Protest in Basra over sporadic electricity, lack of potable water leaves 1 dead
BAGHDAD -- At least one person was killed and three others were injured Saturday in the southern port city of Basra when police fired into a crowd of unruly protesters demanding electricity and potable water to help cope with the blistering summer heat, officials and witnesses said.
Frustration is running high across the country as Iraqis complain that they get only a few hours of electricity a day.
The protesters threw bricks and stones and tried to rush the provincial government building. The violence prompted Prime Minister Nouri al-Maliki to send a delegation to Basra, the hub of Iraq's oil wealth, to address the electricity problem. He said in a statement that electricity officials should be held accountable for the shortages.
More than three months after Iraq's national elections, Iraqi anger is growing as the political elite jockey for top jobs.

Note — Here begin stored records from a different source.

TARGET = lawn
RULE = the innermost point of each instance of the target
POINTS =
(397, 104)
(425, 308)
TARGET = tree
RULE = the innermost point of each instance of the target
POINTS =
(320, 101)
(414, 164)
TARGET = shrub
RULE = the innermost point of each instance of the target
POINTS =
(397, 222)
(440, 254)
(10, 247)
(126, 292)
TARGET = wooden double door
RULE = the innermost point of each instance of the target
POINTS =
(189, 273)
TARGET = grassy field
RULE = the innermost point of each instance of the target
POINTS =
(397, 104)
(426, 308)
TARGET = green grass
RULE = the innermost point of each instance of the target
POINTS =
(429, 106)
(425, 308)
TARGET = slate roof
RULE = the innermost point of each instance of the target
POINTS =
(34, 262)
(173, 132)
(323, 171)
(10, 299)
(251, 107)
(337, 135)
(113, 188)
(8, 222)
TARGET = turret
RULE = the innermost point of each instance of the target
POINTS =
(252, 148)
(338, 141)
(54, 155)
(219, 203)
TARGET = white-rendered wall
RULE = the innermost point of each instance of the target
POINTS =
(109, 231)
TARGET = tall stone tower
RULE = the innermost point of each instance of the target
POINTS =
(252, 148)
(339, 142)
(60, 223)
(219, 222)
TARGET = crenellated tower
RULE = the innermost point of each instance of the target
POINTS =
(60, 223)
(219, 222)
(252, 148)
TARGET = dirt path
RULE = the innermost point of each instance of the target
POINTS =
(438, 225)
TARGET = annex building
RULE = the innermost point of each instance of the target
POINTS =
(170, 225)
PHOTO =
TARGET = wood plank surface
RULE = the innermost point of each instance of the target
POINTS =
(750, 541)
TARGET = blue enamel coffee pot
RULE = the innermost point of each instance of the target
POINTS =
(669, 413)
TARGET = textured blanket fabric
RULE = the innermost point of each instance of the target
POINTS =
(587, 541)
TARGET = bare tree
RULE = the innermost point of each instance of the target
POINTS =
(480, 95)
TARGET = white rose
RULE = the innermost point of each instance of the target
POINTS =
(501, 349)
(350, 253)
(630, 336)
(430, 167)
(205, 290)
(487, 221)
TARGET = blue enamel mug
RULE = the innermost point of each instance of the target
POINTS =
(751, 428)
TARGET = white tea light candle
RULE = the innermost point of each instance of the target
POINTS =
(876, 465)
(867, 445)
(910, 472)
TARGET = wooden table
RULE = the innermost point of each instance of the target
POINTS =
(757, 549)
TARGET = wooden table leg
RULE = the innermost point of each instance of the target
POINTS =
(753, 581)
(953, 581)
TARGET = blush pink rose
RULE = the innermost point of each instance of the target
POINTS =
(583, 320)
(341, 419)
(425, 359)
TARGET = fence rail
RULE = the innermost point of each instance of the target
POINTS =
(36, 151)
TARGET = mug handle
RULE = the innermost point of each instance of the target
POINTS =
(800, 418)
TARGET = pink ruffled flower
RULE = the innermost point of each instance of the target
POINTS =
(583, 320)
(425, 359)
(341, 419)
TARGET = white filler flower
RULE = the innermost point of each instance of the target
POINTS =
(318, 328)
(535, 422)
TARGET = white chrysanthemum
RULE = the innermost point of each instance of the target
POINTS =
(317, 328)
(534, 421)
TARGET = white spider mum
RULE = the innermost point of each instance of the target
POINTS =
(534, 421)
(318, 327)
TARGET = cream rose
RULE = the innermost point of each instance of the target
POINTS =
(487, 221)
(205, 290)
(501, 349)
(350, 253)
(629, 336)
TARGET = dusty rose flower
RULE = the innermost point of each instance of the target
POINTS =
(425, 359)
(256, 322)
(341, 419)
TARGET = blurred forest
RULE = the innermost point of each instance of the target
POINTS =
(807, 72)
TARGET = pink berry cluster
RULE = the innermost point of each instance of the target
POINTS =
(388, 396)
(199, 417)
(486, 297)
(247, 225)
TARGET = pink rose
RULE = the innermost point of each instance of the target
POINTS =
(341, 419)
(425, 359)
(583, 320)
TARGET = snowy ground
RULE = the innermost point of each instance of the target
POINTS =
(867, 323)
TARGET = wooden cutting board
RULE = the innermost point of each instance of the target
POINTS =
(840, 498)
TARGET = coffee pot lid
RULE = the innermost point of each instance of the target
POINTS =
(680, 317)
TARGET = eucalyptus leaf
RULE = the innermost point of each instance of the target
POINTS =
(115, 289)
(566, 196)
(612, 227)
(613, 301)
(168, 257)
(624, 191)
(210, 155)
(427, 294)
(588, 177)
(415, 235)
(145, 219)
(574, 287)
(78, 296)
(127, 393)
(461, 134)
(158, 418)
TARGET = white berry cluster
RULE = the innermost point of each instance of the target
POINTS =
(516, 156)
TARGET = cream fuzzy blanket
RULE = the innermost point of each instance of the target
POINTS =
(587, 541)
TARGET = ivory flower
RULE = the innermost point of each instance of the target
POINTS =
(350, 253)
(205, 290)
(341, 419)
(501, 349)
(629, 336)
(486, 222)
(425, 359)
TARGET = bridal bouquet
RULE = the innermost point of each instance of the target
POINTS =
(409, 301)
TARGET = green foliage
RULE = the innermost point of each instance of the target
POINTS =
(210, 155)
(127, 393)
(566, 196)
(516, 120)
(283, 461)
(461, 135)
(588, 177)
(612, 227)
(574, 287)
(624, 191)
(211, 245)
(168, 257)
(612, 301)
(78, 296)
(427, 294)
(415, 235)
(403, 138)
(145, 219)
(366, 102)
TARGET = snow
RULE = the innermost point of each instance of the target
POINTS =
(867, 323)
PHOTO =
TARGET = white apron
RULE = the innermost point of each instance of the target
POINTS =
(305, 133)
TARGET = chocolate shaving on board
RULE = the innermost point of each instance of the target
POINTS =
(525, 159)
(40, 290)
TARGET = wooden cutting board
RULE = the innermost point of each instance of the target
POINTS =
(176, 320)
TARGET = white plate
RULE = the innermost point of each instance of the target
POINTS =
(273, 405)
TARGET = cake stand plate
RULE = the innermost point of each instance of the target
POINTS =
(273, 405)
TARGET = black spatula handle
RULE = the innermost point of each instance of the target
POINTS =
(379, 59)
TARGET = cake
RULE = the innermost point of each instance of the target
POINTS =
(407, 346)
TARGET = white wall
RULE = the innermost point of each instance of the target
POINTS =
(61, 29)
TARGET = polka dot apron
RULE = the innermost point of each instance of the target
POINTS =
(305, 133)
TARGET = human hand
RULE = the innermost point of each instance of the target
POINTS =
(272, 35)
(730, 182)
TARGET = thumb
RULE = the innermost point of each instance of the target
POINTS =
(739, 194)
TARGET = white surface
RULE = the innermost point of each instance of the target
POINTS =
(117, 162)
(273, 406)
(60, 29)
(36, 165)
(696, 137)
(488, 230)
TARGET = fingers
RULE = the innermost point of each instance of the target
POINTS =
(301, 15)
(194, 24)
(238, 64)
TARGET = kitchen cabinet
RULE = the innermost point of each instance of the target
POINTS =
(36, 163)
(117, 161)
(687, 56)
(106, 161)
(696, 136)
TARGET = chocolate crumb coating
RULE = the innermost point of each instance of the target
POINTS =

Despite the convening of parliament this week, the formation of a government is weeks, if not months, away.
Many say officials care more about a seat of power than public services.
"What happened this morning is because of the fake promises by the government to improve the essential services," said Hameed al-Timimi, a protester and Basra resident. "This is not just a problem in Basra, it is all over Iraq."
According to the Brookings Institution, more electricity is being generated today in Iraq than before the U.S. invasion. But demand is nearly twice as high as supply. Most homes in the capital receive about four hours of electricity a day.
Iraq's newspapers carry political cartoons mocking the state of the infrastructure. In one, a family drenched in sweat waits in line for a turn to stand in front of a fan operated by a generator.
Iraqis typically pay about $200 a month for generator power that can run one or two appliances in their homes when the electricity is out. Iraqis have taken to unconventional means to beat the heat. Some sit in their cars with the air conditioning on or drench themselves in water before sleeping on cool tile floors.
The protesters in Basra marched with a coffin representing electricity affixed to a minivan. One man jumped onto the coffin and wept to show grief for the lack of services.
Local government officials said the police shooting was being investigated. Protesters said they would probably demonstrate again after the funeral for the man, Haider Salman, who was killed Saturday.
Also Saturday, sporadic violence continued in the capital. Three roadside bombs killed two people and wounded 14, including four policemen. A rocket attack killed one person, and five women were found dead in their home.